5.             The brief presented to the Court by the Government on January 20, 1997 to "CLARIFY THE DOCUMENT IN RESPONSE TO THE APPLICATION" as follows:

the Government of Guatemala submitted an answer to the application... it being necessary to clarify it to the effect that paragraph No. 2 of the description of facts, conclusion No. 1, and petition No. 2 should be interpreted as a whole, so that the recognition of responsibility may be described as follows:  "The Government of the Republic of Guatemala accepts the events set out in paragraph II of the application in the case of Mr. Efraín Bámaca-Velásquez inasmuch as it has not been possible so far to identify the person or persons criminally responsible for the illegal acts perpetrated against Mr. Bámaca and thus throw light on his disappearance; reservation is made with regard to the Commission's claim in paragraph II, subparagraph 2, since the circumstances of Mr. Bámaca's disappearance have not been confirmed within the domestic process."

6.             The brief from the Commission presented on January 27, 1997 in which it pointed out that the State's acceptance of responsibility was partial, although it understood that "The Guatemalan State recognizes its responsibility for the events described concerning the denial of justice and covering-up, including the lack of judicial protection and reparation and the failure to investigate and punish the guilty parties."  Moreover, as regards the events set out in paragraph II, subparagraph 2, of the application, it indicated that "it [was] awaiting information from the Honorable Court concerning the written and oral proceedings to take place before it in regard to the point in controversy concerning the direct responsibility of the State of Guatemala."  It also sought clarification as to whether the preliminary objection lodged by the Government had been withdrawn.

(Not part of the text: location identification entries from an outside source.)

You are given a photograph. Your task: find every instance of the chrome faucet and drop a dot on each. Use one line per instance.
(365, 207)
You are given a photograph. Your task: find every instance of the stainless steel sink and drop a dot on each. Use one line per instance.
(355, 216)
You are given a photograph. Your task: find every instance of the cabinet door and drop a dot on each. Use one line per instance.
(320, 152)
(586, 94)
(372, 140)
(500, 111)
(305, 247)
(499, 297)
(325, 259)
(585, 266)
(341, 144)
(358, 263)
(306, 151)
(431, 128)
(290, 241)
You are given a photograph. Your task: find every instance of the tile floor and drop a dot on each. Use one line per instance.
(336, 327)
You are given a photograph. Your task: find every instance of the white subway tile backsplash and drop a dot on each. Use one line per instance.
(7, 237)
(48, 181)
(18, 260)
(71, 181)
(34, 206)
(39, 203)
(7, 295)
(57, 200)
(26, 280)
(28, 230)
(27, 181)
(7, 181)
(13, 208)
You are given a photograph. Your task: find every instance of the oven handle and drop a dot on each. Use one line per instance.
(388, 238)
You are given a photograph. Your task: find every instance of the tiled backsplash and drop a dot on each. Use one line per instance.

That the Court cannot, from its examination of Guatemala's briefs, conclude that the events indicated in the petition have been accepted and, therefore, the Case must continue to be heard.



in exercise of the powers conferred on it by Article 29 of its Rules of Procedure,


1. To take note of the briefs presented by the Government of the Republic of Guatemala on January 6 and 20, 1997.

2. To continue with the processing of the Case.